Live fire is important, but, I don't get to shoot as much as I'd like anymore. Dry-fire keeps my grip and picture consistent. It's just good training. 
And- when I get lazy and simply roll up to the line after a long time off I can tell my shooting suffers when I aint been dry-firing. I'm adjusting my grip on the fly and more- it's not as polished as it should be. 
And- I like to practice tactical reloads, presenting the gun from a ready postion, drawing from a table and more. There's a TON you can do at home w/o firing a shot that will help you when the time comes to make noise and poke holes. 

Do it, a lot. It helps. A lot! 

:smt023


----------



## rccola712 (Aug 26, 2008)

clanger said:


> Are you shooting accross a road? (?!!?) In Ca. that'll get ya tossed in jail. Ok, prolly not an issue, Safety Cop had to say something.

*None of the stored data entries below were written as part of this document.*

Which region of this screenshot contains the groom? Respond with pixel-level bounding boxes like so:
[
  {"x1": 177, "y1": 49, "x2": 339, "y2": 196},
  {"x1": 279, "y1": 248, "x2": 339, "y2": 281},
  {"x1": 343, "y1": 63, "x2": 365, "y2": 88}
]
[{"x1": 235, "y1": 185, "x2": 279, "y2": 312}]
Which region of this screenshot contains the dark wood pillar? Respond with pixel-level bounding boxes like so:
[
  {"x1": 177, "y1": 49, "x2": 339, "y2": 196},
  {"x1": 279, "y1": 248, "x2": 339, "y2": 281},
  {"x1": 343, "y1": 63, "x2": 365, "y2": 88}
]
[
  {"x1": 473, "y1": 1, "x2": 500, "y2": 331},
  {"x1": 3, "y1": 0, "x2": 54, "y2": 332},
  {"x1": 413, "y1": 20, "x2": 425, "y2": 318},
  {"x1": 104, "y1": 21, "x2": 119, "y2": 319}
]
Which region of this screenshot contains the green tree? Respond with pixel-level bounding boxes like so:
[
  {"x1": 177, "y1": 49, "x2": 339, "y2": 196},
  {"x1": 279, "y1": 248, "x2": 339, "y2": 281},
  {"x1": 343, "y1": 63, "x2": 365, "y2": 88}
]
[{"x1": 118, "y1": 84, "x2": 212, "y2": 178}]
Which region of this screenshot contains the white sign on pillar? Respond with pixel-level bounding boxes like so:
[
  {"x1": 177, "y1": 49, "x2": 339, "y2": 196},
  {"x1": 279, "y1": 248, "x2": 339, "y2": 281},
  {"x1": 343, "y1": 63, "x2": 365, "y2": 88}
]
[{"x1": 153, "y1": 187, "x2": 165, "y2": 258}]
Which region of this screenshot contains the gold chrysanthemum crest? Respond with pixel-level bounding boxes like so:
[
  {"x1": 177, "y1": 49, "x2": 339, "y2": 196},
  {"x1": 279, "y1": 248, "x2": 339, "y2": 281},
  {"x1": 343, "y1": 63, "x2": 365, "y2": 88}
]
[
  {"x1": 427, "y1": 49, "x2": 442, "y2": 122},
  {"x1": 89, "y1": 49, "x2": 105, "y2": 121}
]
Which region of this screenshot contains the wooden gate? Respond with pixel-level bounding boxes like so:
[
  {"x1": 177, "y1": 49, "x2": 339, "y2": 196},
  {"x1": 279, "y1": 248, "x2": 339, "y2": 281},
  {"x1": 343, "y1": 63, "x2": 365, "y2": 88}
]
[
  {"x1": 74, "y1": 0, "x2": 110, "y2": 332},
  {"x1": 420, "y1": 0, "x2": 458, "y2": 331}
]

thats more of a tractor road than anything. its my sunday school teachers christmas tree farm. its a great place to shoot 



> For me the grip on the Glock is HUGE. I had a hard time getting enough finger on the trigger to keep it from shooting left. That's what the problem is - you need to move your finger onto the trigger closer to the first joint of the finger. About mid way or just under should do it. I actually had to roll my right hand towards the trigger to get it to reach


i think this is the problem. this morning i dry fired a time or two (need to order some snap caps before i really start practicing) and when i had my index pad on the trigger like i did last night i noticed the front sight dropping low and left, when i slid my hand around it kept still... thanks!


----------